Abstract
This paper builds on the work of critical health scholars and practitioners who have examined the ‘securitization’ of public health in the US during the post-9/11 period. Adopting a critical race perspective, I delve more deeply into the racialized dimensions of this securitization, analyzing how the emergence of a bioterror-framed view of disease has mobilized a disease-terror imaginary comprised of longstanding suspicion towards bodies of color coupled with more recent anti-Arab and anti-Muslim sentiment. I demonstrate that the incorporation of the central figure of this imaginary – the bioterrorist – into US public health discourse has reconfigured ideas about disease carriers as potentially violent and malicious, in turn reconfiguring approaches to disease control that rely on suspicion and securitized health surveillance. US public health adoption of this orientation towards disease control has, I argue, the potential to exacerbate targeting, stigma, and exclusionary practices towards individuals and populations deemed suspicious vis-à-vis this imaginary. My work, in examining the racial discourses of bioterror that shape ‘securitization’, aims to expand the analytical tools that US public health administrators and practitioners draw on to remain vigilant in ensuring that it serves all of its publics in an equitable manner.
Acknowledgments
I am infinitely grateful to the wonderful feedback I received on drafts of this manuscript from Rachel Van, Matthew Eisler, Carole Browner, Emily Cheng, Stacy Macias, Cherisse Nadal, and Christy Spackman.
Disclosure statement
No potential conflict of interest was reported by the author.
Notes
1. The blood ban originally pertained to Haitians who had emigrated after 1977, the presumed start of the epidemic in Haiti, but on 5 February 1990 was extended to ban all Haitians, regardless of citizenship status, from donating blood, before finally being officially lifted on 5 December 1990.

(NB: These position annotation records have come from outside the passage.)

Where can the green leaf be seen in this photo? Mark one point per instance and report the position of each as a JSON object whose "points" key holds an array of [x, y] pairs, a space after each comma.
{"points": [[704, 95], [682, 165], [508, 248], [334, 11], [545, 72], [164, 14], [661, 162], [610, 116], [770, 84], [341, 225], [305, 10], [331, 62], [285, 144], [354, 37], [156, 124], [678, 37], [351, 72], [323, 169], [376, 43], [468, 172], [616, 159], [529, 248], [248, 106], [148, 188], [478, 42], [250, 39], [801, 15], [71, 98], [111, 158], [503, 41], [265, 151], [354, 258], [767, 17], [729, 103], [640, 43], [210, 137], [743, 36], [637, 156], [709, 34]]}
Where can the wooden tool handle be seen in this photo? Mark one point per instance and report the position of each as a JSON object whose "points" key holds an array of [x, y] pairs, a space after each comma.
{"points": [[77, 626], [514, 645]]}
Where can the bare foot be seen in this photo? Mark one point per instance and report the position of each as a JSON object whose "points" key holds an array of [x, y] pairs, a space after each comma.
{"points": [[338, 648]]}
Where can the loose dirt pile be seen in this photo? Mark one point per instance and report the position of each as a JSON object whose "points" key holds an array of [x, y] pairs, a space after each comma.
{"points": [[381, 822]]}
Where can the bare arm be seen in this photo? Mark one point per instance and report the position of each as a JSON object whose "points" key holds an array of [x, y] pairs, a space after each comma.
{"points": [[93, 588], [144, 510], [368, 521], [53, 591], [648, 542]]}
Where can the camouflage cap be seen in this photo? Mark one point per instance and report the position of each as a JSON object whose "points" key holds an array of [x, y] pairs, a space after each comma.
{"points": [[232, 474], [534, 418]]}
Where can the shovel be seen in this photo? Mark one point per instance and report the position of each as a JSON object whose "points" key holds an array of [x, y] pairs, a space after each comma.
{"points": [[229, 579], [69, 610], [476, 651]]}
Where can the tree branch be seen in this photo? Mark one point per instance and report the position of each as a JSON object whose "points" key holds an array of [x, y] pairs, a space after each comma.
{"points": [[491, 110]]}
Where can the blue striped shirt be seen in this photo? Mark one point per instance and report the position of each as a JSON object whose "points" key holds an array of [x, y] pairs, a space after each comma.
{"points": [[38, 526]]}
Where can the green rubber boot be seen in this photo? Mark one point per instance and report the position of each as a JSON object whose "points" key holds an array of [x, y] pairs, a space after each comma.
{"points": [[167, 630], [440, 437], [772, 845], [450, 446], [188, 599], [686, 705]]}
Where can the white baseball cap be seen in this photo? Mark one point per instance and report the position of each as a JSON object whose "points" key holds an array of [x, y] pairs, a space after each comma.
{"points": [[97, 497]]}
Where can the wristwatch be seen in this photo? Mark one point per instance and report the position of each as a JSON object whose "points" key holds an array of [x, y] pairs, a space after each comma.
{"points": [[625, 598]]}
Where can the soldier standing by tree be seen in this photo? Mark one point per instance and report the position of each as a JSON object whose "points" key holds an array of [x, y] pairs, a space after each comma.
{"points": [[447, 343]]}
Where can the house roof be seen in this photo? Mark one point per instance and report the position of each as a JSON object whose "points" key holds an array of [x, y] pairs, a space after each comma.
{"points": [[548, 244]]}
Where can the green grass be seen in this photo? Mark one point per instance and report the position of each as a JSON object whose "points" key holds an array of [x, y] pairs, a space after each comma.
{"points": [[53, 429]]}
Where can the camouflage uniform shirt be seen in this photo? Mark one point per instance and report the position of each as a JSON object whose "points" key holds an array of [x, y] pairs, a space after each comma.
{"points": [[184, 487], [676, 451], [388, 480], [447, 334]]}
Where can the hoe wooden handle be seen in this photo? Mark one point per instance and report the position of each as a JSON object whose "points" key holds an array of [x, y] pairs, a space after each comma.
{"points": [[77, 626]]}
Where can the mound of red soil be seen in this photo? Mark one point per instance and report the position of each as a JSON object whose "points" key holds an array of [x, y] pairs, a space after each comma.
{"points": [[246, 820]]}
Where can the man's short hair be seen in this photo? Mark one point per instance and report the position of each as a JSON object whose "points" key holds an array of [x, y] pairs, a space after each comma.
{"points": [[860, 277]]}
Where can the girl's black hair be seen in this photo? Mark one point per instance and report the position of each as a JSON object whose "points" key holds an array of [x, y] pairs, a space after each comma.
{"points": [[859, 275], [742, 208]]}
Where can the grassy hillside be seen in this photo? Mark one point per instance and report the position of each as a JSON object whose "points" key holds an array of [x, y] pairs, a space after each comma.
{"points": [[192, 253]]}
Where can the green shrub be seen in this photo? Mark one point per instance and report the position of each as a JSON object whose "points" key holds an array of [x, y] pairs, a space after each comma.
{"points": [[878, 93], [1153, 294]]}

2. While the populations targeted through this ethnic–religious–nationality conglomerate are better seen as disaggregated or designated by more accurate groupings such as ‘Southwest Asian and North African’ (or ‘SWANA’), I use the terminology ‘Arab-Middle Eastern-Muslim’ (critically) to denote dominant constructions of these populations.
3. Other names include: ‘suicide disease carrier’, ‘suicide disease bomber’, and, in relation to smallpox, ‘smallpox martyr’.